SKIP THE CROWDS
20 Best-Kept Secrets of San Juan, Puerto Rico
Follow our insider tips to the hidden hotels, lively local watering holes, and one-of-a-kind experiences most of the city's visitors never discover.
Of the nearly 5 million tourists who pass through Puerto Rico's capital each year, only a fraction actually stray from the beaten path that connects the cruise-ship port with the city's swanky casinos and resorts. They have no idea what they're missing.
A low-key waterfront B&B
High-rise hotels far outnumber San Juan's small, family-run options—which might be what inspired the name of the Numero Uno Guest House, a 15-room inn in Ocean Park, five miles east of Old San Juan. The decor plays up the coastal location, with rattan furniture and unparalleled Atlantic views; and at the on-site 50-seat restaurant, Pamela's, creative seafood dishes like scallops in grapefruit-and-pink-peppercorn salsa are delivered to tables planted right on the beach. Calle Santa Ana 1, numero1guesthouse.com, rooms from $99, entrées from $25.
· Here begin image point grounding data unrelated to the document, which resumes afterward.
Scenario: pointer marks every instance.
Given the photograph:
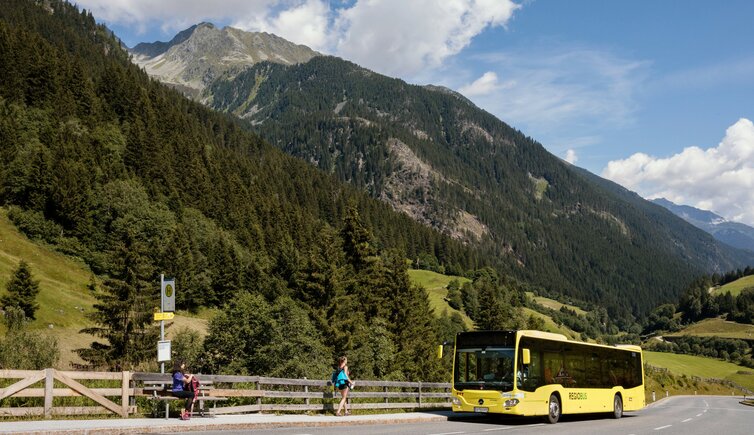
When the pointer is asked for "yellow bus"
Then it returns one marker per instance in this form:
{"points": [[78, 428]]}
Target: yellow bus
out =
{"points": [[534, 373]]}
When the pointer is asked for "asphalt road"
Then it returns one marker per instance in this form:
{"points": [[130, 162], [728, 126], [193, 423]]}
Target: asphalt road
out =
{"points": [[676, 415]]}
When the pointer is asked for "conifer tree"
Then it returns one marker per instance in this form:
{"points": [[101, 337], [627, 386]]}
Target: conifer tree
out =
{"points": [[22, 291], [123, 314]]}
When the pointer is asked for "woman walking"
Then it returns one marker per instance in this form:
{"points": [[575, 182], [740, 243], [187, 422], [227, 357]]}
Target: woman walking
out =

An iconic bank's secret stash
The 11-story art deco Banco Popular skyscraper has been a popular landmark in Old San Juan for 70 years, but few visitors know of the museum on its 3rd floor. The Sala de Exhibiciones Rafael Carrión Pacheco showcases island-centric exhibits, such as an exploration of area coffee plantations and a 38-foot scalemodel of the old city. Calle Tetuán 206, 787/722-7389, Tues.–Sun. 10 a.m.–5 p.m., free.
Umbrella drinks have some stiff competition
Move over, piña colada. These days, the top cocktail in town is the chichaíto (cheeh-chah-ee-toh), a traditional after-dinner concoction embraced by a new generation of bar-goers. At the Carnival-mask shop turned bar Los 3 Cuernos on Old San Juan's Plaza de Colón, the rum-and-anise mixture is spiked with fruit juices and served by the shot, by the half-pint, or paired with a six-pack of local Medalla beer. Calle San Francisco 403, shot $1.
A picturesque resting place
San Juan's most exclusive stretch of coastline isn't part of some fancy resort—it's the Cementerio Santa María Magdalena de Pazzis, a nearly 200-year-old burial ground tucked between the ruins of the El Morro fortress and the Atlantic Ocean. A peach-colored chapel stands among hundreds of elaborate tombs, which inter prominent islanders such as singer Gilberto Monroig and actor (and uncle of George Clooney) José Ferrer. Calle Norzagaray, 787/723-3852, Mon.–Fri. 7 a.m.–3 p.m., Sat.–Sun. 8 a.m.–noon.
The coffee of kings
Talk about a pick-me-up with a pedigree. Puerto Rican coffee was the favorite of 18th-century European courts, and even as modern brew trends come and go, the island's beans still rank near the top of connoisseurs' lists. Locals order it either black (expreso), with a touch of hot milk (cortadito), or mixed with plenty of steamed milk (con leche). One of the city's best coffee spots is Caficultura, a former Old San Juan residence decorated with chandeliers, marble-topped tables, and heavy wooden doors propped open for easy people-watching on the Plaza de Colón. Calle San Francisco 401, 787/723-7731, coffee from $2.50.
Spanglish was invented here
A singsong, rapid-fire cadence and a tendency to blend English with Spanish set the Puerto Rican tongue apart. Even first-timers may recognize some words: The structure that houses the bank? It's a bildin (bil-deen), and probably not where you'd goof around, or gufear (goo-feh-ar).
The best seats in baseball
While Hall of Famers no longer polish their off-season skills in Puerto Rico's Winter League, there's still plenty to draw folks to Estadio Hiram Bithorn, where the Senadores de San Juan (San Juan Senators) play from October to January: namely, cheap tickets, spirited fans, and stadium fare that includes plantain chips and tropical drinks. FDR Blvd. and Rte. 18, ticketpop.com, tickets from $2.50.
Where the jukebox still reigns
Closet-size Café Celeste is often overshadowed by the famous Nuyorican Café across the street, but the scene inside this Old San Juan hole-in-the-wall is no less worthy. Along with a handful of other timeworn joints, it makes up "the jukebox walk," a circuit of laid-back bars where the vellonera—a jukebox filled with salsa and mambo, from Tito Puente to Bobby Valentín—is the draw, and festive crowds of singing patrons are known to spill outside onto the cobblestones. Callejón de la Capilla 197, cocktails from $2.50.